Bob’s attentive posture attracted some notice.
“By mercy God, Grapewine, you’ll shoot your mouth off to anybody, won’t you?” asked a lean scrag Bob had only heard addressed as Francis.
“Hell, I wasn’t sayin nothin that ain’t common enough to read in the paper.”
“Well, let him
read
it in the paper then.” And the man picked up a copy of the
Amarillo Daily
and tossed it on the table in front of Bob, jostling his cup so the coffee slopped out. He stood ready for a response, grimy, limber, with long hard muscles. “You don’t know who he is. You don’t know if you’re blabbin to some government man or one of them hog scouts, do you? Or somebody holdin paper on a man in this room?”
Cy Frease had been watching from under his now-greasy hat, the pearl-grey darkened by sweat and sauce to an organic brown, the panhandle equivalent to a chef’s starched toque.
“Francis,” he said. “You want a job warshin dishes and clearin tables?”

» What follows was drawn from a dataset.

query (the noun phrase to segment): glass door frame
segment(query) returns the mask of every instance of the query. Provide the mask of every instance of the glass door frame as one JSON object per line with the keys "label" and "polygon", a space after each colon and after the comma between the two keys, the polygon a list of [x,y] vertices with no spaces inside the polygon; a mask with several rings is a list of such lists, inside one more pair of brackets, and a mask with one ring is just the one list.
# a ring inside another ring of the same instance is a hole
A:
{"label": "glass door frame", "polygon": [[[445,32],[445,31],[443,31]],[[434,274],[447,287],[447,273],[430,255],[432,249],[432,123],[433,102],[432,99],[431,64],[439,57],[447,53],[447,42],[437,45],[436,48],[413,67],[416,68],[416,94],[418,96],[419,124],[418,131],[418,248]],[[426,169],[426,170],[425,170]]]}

“Rather eat hot cow shit.” The rancher glared.
“Then leave Bob alone. He’s workin part-time for me and I told him he ought a get to know folks eat here. I lose him from you talkin ugly and you will take his place.”
“I hope you don’t regret hirin him,” said the rancher, tilting his hat back. He walked to the food tables where Cy stood with a pan of hot biscuits, took one, jammed it into the whipped cream and swallowed it whole.